PRACTICAL EXERCISE 10

 

Based on data from the Danish census in 1970 and official mortality statistics from the following 10 years, suicides among non-manual workers have been ascertained according to sex, age group and job status category. (Source: Andersen, P.K., Borgan, Ø., Gill, R.D. and Keiding, N. (1993). Statistical models based on counting processes.

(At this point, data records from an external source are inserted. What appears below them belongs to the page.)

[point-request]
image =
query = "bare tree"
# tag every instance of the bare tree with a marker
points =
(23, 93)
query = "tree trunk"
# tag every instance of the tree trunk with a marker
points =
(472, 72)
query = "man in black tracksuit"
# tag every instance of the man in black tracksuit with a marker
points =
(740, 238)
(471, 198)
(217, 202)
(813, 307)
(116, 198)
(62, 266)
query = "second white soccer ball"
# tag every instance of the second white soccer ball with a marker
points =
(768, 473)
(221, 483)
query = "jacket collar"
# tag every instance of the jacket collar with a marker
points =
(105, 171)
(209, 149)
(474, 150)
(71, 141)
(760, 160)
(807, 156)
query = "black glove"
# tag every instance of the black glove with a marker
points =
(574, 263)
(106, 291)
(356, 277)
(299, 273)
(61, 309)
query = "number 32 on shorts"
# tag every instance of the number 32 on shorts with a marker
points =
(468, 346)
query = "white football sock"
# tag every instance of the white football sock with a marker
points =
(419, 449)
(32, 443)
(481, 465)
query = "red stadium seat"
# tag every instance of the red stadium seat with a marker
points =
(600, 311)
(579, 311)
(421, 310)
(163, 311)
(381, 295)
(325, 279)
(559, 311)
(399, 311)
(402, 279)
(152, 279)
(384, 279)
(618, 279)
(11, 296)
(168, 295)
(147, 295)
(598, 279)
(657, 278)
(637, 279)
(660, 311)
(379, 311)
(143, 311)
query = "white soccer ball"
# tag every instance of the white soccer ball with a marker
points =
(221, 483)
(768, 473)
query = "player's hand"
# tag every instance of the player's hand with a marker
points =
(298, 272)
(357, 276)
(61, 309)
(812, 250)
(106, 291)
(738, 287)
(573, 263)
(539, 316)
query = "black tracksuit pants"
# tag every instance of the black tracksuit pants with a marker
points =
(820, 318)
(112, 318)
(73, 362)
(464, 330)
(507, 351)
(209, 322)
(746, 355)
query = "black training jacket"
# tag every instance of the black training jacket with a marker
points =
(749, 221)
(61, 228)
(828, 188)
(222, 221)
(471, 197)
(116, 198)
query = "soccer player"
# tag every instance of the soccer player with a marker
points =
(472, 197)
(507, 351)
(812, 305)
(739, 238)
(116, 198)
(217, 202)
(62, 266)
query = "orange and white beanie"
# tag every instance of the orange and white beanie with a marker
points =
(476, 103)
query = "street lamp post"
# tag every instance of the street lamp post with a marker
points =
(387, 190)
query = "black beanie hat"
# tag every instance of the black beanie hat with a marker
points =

Springer-Verlag, New York.)

The data set contains the following variables:

 

·     jobgr:            Job status category (1=academics, 2=advanced nonacademic training, 3= extensive practical training, 4=other nonmanual worker).

·     sex:                 Sex (male=1, female=2).

·     agegr:            Age group (1=20-24 years, 2=25-29 years, 3=30-34 years, 4=35-39 years, 5=40-44 years, 6=45-49 years, 7=50-54 years, 8=55-59 years, 9=60-64 years).

·     suicides:     Number of suicides.  

·     pyears:          Pearson years.

 

 

You may read the data into R by the command:

 

suicides=read.table("http://folk.uio.no/borgan/BGC1-2012/data/suicides.txt", header=T)

 

In this exercise we will compute and plot occurrence/exposure rates for the two genders disregarding job status.

 

a) We start by computing the number of suicides and the number of person years. For males this can be done by the commands:

suicides.aggr=aggregate(suicides,list(age=suicides$agegr,gender=suicides$sex),sum)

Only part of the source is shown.